Sunday, 8 November 2009

Stockmarkets & Economies Divide

The UK economy has been sick as a dog for well over a year now and remains in recession. So why has the UK stockmarket been performing pretty well this year?. Aren’t stockmarkets supposed to be a good indicator of a country’s economic health?

The possible reasons for this are many, but let’s look at the most likely, starting with the obvious.

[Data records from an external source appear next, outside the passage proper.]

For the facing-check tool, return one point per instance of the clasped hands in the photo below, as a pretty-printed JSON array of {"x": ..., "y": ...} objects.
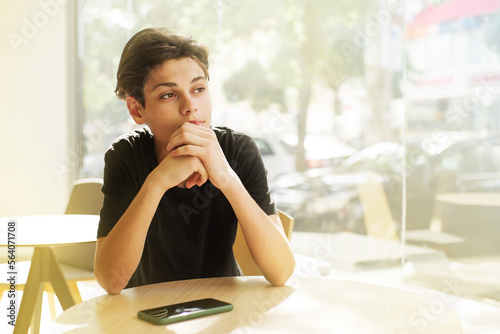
[{"x": 194, "y": 157}]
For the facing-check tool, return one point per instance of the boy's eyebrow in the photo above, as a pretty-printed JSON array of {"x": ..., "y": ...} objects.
[{"x": 173, "y": 84}]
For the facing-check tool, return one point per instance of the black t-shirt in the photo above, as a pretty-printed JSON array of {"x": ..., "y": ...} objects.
[{"x": 193, "y": 230}]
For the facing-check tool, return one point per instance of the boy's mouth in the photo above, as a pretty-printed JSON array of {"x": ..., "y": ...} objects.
[{"x": 197, "y": 122}]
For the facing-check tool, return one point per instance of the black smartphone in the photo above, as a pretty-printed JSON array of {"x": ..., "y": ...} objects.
[{"x": 184, "y": 311}]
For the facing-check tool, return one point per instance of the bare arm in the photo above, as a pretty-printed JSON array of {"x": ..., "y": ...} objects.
[
  {"x": 118, "y": 254},
  {"x": 264, "y": 234}
]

Fears of a global financial meltdown during 2008 hit stockmarkets incredibly hard, so when the banking system didn’t collapse investors breathed a huge sigh of relief and markets (especially bank shares) rose as a result, despite many global economies still being in deep water.

In the UK this has been exacerbated by the dominance of the financial sector on the stockmarket. Financial companies make up about a quarter of the FTSE 100 Index, so they have a big influence on overall performance.

Aside from financials, the other big UK stockmarket sector is oil & gas. Performance of these shares has very little to do with the UK economy and a lot to do with global demand for energy, especially from emerging markets such as China.

So we can’t ignore the fact that Britain is not an island when it comes to stockmarkets. Many companies listed on the London Stock Exchange trade globally, meaning their fortunes depend on economies overseas and not just the UK - only around a third of UK stockmarket revenues come from Britain. The weak Pound (a symptom of our depressed economy) has also helped boost these overseas revenues, as they’re worth more when converted back to Sterling – good news for some share prices.

Companies in areas that rely heavily on UK customers, such as construction, leisure and retail have found the going harder and these sectors continue to lag most of their stockmarket peers.

Finally, let’s consider expectations. If stockmarkets are efficient then they should reflect where investors think the future is headed. They’ll buy shares (pushing up prices) when they think prospects are rosy and sell when they think the future is grim. Does a rising stockmarket this year mean investors think the economy will be taking a turn for the better sometime soon? Is there simply a lag between the two? History suggests this might be the case, but also that investors are quite often wrong too!

My own view, for what it’s worth, is that this time they’ve got it wrong. I think the UK economy will remain troubled for at least another year or two yet and the stockmarket will struggle too, despite some possible respite for the reasons covered above.

In summary, while stockmarkets do appear to generally reflect economic health over periods of several years, it’s less likely short term, especially in the UK.